Die deutsche Wirtschaft befindet sich aktuell in einer ausgeprägten Schwächephase. Nach einem Rückgang des Bruttoinlandsproduktes im Jahr 2023 um 0,3 % wird auch für das Jahr 2024 kein signifikantes Wachstum erwartet. So gehen die führenden Wirtschaftsforschungsinstitute von einem BIP-Wachstum von maximal bis zu 0,3 % aus. Hohe Energiepreise und Zinsen sowie der schwache Welthandel dürften auch in diesem Jahr die wirtschaftliche Entwicklung drücken. Die Zinswende, hohe Baukosten, verschlechterte Wohnungsbau-Förderbedingungen und eine ausgeprägte Unsicherheit für alle am Bau Beteiligten haben bereits 2022 einen Abschwung in der Bauwirtschaft eingeleitet. Dieser hat sich 2023 massiv verschärft und besonders stark den Wohnungsbau getroffen. So sind die realen Bauinvestitionen 2023 im Vergleich zum Vorjahr um 2,7 % zurückgegangen; im Wohnungsbau lag das Minus bei 3,4 %. Während die Baufirmen im Jahr 2022 insbesondere mit Materialengpässen zu kämpfen hatten, wurde 2023 vor allem über Auftragsmangel und Stornierungen geklagt. Die Nachfragesituation im Bau hat auch die Baustoffproduktion einbrechen lassen: Der Produktionsindex ist 2023 um 16,4 % gesunken, wobei wohnungsbaunahe Branchen, wie z. B. die Fliesen- oder Ziegelindustrie noch weitaus höhere Rückgänge zu verzeichnen hatten. Auch die Betonfertigteilindustrie ist von deutlichen Rückgängen betroffen, wobei das Minus je nach Gütergruppe unterschiedlich ausfällt. Insgesamt verzeichnet die Branche aufgrund der diversifizierten Abnehmerstruktur weniger starke Rückgänge als Branchen, die rein auf den Wohnungsbau ausgerichtet sind.

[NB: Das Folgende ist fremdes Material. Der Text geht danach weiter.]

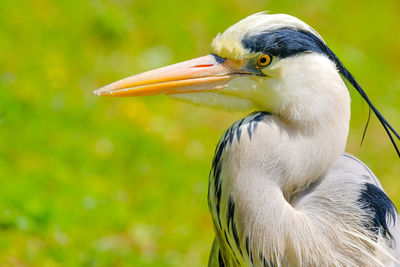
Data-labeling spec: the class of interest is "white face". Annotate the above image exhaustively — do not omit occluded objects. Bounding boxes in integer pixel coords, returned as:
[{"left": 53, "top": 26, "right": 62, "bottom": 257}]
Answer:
[{"left": 172, "top": 13, "right": 338, "bottom": 114}]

Zum Jahresbeginn 2024 hat sich der Einbruch der Baustoffnachfrage fortgesetzt. Im ersten Quartal 2024 war ein weiterer Rückgang der Baustoff-Steine-Erden-Produktion gegenüber dem Vorjahr von 15,3 Prozent zu verzeichnen. Sub-Sektoren, die vor allem in den Wohnungsbau liefern, mussten auch in den ersten drei Monaten dieses Jahres gegenüber den ohnehin schwachen Vorjahresmonaten Rückgänge von 30 bis teilweise 60 Prozent verkraften. Die Perspektiven bleiben vorerst negativ. So nahmen die jüngsten Zahlen zu den Baugenehmigungen weiter ab: Bis einschließlich Februar 2024 sank die Zahl um 24 Prozent. Angesichts dessen muss davon ausgegangen werden, dass die Baukrise nicht kurzfristig überwunden wird, wobei sich die Bausegmente weiter unterschiedlich entwickeln dürften. Während die Aussichten für den Wohnungsbau schwach bleiben, dürften die Rückgänge im Nichtwohn-Hochbau weniger stark ausfallen, da das Segment insgesamt weniger zinssensibel reagiert. Die Aussichten für den Tiefbau sind verhalten positiv: So sind erhebliche Investitionen in die Sanierung des Bahnnetzes und den Ausbau der Energieinfrastruktur geplant. Für die Baustoff-Steine-Erden-Industrie erwartet der bbs einen Produktionsrückgang in 2024 in Höhe von 5 bis 10 % gegenüber dem Vorjahr.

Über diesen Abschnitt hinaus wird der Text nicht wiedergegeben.